This list, by the way, is the kind of thing that makes me believe VTTs can help bring back crunchy systems. most of those things can be automated, which means they will get used, which means they will matter, which means people will actually care about them in character generation and game prep.
Well, kinda sorta. Look, some of the things on the list
can be automated. Obviously, accounting for different AC values depending on the number of attackers and where the attackers are (or Weapon v. AC or weapon speed factors) would be easier to automate.

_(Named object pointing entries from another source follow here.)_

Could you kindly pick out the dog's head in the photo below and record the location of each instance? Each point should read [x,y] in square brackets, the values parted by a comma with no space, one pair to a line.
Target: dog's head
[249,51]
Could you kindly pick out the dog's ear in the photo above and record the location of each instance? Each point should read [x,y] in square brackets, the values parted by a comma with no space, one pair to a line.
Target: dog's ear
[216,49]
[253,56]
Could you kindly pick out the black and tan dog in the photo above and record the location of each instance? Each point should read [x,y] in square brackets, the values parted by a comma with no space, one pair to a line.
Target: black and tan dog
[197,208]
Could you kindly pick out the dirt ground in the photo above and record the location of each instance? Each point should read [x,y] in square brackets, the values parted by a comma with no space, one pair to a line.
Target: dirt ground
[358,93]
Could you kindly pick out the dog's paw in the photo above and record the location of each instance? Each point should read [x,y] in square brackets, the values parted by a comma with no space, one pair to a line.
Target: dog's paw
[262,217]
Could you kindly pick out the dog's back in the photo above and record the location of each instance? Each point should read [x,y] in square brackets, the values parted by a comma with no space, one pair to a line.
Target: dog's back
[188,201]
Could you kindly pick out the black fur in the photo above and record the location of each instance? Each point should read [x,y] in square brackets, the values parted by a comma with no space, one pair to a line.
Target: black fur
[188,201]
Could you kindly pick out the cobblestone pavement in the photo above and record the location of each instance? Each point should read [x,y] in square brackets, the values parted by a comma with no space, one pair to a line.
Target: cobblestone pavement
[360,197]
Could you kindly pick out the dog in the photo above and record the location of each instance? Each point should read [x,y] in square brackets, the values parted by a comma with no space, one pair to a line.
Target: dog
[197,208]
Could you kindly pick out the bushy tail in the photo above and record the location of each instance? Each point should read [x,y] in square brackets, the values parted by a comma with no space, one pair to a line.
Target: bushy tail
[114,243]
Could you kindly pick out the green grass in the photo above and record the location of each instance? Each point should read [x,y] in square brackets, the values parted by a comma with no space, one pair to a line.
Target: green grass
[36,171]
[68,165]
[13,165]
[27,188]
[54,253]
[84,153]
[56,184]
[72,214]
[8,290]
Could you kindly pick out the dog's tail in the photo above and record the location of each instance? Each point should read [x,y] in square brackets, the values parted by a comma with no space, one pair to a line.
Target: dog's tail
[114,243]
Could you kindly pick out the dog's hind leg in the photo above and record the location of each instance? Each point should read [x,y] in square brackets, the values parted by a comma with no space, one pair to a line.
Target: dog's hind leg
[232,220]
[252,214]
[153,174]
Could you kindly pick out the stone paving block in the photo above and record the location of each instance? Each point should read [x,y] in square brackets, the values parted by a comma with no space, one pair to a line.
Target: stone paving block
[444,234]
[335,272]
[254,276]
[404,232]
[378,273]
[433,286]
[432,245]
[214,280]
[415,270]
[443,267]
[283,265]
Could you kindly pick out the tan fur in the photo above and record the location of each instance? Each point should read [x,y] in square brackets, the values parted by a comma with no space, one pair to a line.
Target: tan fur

But some of the things on the list were included because either almost no one played with them for a good reason, they were only rarely used, the rules weren't actually known, or because
the rules literally could not be applied as written. And I could keep going (unfortunately .... I have devoted at least 28.3% of my brain to OD&D and 1e rules that have no real application even to those games).

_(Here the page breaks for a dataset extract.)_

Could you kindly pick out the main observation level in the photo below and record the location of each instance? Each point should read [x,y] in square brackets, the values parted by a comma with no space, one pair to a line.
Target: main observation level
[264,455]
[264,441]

Personally, I think that games
in general have retreated from the "high-water" crunch mark of the '80s. But ... in a different way. A game like
Phoenix Command is trivial for a VTT to handle. I'm not sure that the hobby, in general, is looking for that kind of advanced
purely tactical crunch that we already see in computer games.

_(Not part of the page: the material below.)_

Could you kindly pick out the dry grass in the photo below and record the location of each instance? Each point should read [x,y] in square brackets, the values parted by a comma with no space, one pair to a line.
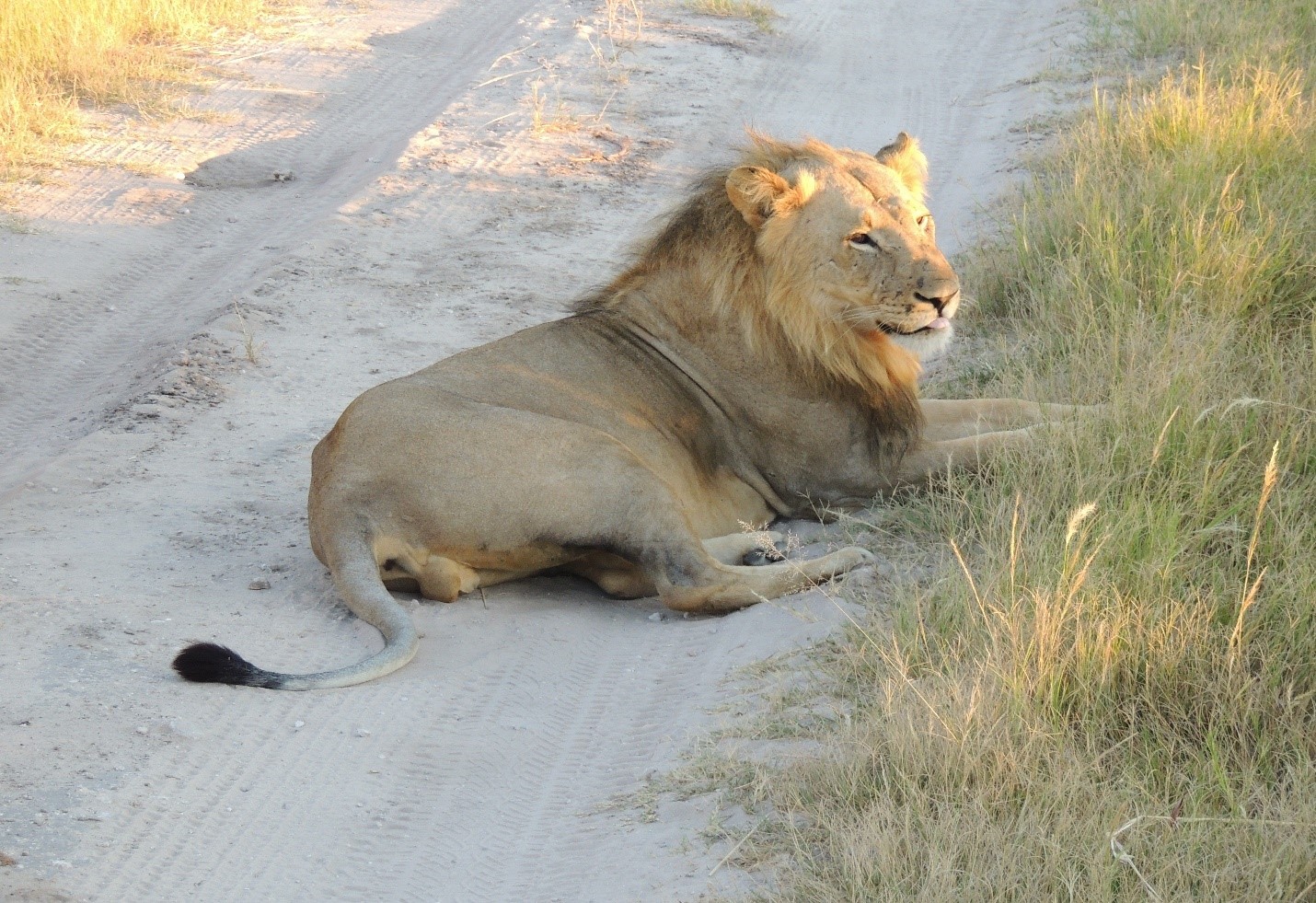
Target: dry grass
[1114,694]
[759,14]
[62,54]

Earlier, you said that you didn't understand why crunchy combat would take away from roleplaying. Well, it doesn't ... yet, it also does? When all you have is a hammer, every problem looks like a nail. If you have 95% of the rules devoted to tactically exciting combat, and everything else is just, "Talk and maybe something happens," then the game itself is likely to end up with players resorting, as much as possible, to .... the tactically exciting combat, with "everything else" just being small bits that happen to occur in between the tactically exciting parts.
Which is great, if that's what you're into! But I think it will funnel games in a certain direction.